Читать книгу Barberousse - L'église au XIIe siècle - Joseph Eduard Conrad Bischoff - Страница 8
ОглавлениеIV. — LA BATAILLE.
— Mauvaises nouvelles! sire, s’écria le comte palatin. Cinola, votre puissante forteresse sur l’Adda, est prise!
Barberousse se leva subitement, et regarda le comte avec stupéfaction. Un éclair de menace traversa son regard.
— Cinola! Quand..... par qui a-t-elle été prise?
— Aujourd’hui, et par les Milanais. Mais voici quelqu’un qui pourra donner quelques détails à votre Majesté.
Et il montra un guerrier, qui s’était jusque-là tenu dans l’éloignement.
— Ah! c’est toi, Géro, dit Frédéric, dont la mémoire extraordinaire se rappelait les noms des personnes qu’il n’avait vu qu’une fois. Voyons, parle, j’ai hâte de t’entendre.....

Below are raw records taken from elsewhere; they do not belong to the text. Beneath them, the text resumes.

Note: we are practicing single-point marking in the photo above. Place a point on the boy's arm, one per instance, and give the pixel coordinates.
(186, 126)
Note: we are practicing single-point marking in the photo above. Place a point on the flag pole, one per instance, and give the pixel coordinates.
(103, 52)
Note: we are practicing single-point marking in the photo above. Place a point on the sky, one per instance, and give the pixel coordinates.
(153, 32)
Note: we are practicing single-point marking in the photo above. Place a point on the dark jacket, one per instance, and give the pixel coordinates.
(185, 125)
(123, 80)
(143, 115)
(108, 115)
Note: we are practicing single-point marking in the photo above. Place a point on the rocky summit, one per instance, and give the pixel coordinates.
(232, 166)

— Ce que j’ai à vous dire, seigneur, est de nature à accroître le plus violent chagrin. Ce matin, Cinola a été remise aux Milanais.....

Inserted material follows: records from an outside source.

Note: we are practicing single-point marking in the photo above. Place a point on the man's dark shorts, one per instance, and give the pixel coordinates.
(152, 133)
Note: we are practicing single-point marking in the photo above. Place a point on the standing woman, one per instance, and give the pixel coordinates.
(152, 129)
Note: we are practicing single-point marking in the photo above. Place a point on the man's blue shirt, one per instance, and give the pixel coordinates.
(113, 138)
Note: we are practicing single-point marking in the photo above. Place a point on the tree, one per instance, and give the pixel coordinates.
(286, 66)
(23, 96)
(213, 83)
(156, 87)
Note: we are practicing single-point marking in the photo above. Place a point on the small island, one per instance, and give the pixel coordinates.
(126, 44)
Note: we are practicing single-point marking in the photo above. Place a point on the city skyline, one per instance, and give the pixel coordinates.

— Remise?..... demanda Frédéric avec colère.
— Oui, sire, remise par le guelfe, le lâche, le fourbe Bonello, auquel vous aviez confié le commandement du château.....
Le visage de Barberousse prit une expression terrible à voir.
— Quelles sont les forces des Milanais? dit-il.
— Environ trois cents hommes.
— Ont-ils brûlé ou pillé le château?
— Je l’ignore sire. Dès que je vis flotter la bannière des Guelfes sur la tour, je me hâtai de partir. S’ils veulent piller le fort et le brûler, il leur faudra quelque temps, ils préféreront sans doute vider la cave.
— Combien d’Allemands y avait-il avec toi dans le château.
— Trois et une moitié, car l’un d’eux n’a plus qu’une jambe. Les malheureux me font mal à voir; il y va pour eux de la vie.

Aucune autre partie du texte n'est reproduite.